Illustration of the cogwood treeThe cogwood tree (Laurus chloroxylon), from: Patrick Browne. The civil and natural history of Jamaica. London: printed for the author, and sold by T Osborne and J Shipton, in Gray's-Inn, 1756 [FCDO Historical Collection FOL. QH109.J5 BRO]Patrick Browne (d 1790), originally of Woodstock, County Mayo, studied medicine in Paris, receiving his MD from Rheims in 1742. He then worked at St Thomas’s Hospital, London, before going to the West Indies in 1746 and eventually settling in Jamaica, where he practised medicine. He devoted his spare time to the study of the natural history of the island and amassed a substantial collection of plant specimens.
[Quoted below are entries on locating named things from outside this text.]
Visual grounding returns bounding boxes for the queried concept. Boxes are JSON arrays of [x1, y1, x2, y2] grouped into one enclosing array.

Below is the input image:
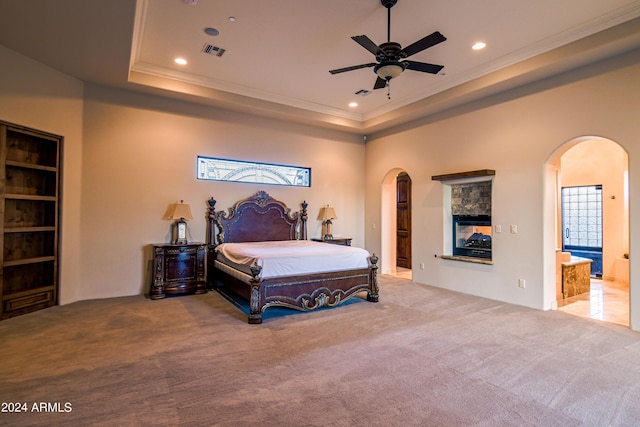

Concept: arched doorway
[[380, 168, 412, 279], [545, 137, 630, 326]]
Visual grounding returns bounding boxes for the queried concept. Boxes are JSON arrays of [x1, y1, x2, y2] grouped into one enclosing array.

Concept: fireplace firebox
[[453, 215, 491, 259]]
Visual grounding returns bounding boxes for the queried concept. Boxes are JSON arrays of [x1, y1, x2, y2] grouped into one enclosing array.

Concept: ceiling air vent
[[202, 43, 225, 57]]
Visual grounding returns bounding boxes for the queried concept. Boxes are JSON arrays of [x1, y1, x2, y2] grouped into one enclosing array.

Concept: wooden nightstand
[[149, 242, 207, 299], [311, 237, 353, 246]]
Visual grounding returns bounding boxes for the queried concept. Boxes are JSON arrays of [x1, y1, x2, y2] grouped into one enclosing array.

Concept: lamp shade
[[318, 206, 338, 221], [167, 201, 193, 219], [374, 62, 404, 80]]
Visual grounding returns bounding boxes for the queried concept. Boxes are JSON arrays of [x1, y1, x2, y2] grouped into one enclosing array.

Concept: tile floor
[[558, 279, 629, 326], [395, 267, 629, 326]]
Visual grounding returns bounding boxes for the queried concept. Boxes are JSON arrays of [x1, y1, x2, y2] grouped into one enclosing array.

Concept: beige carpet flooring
[[0, 276, 640, 427]]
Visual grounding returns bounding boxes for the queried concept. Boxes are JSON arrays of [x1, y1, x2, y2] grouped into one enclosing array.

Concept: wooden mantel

Browne returned to London in 1755 and the following year he published the fruits of his Jamaican studies as The civil and natural history of Jamaica, the first published work in English to use Linnaeus’s system of classification. However, Browne did not use Linnaeus’s binomial system of nomenclature.

In 1758 Linnaeus purchased Browne’s Jamaican herbarium, amounting to some 1,200 specimens, and included many of the new species collected by Browne in his own botanical works, such as Plantarum jamaicensium pugillus (1759).

Browne’s work is enhanced by numerous fine plates designed by the distinguished botanical artist George Dionysius Ehret (1708-70). The plate on display shows a plant, commonly known as the cogwood tree (Laurus chloroxylon), a name given to it because the hardness of its wood made it ideal for the cogs used in the rolls of sugar mills.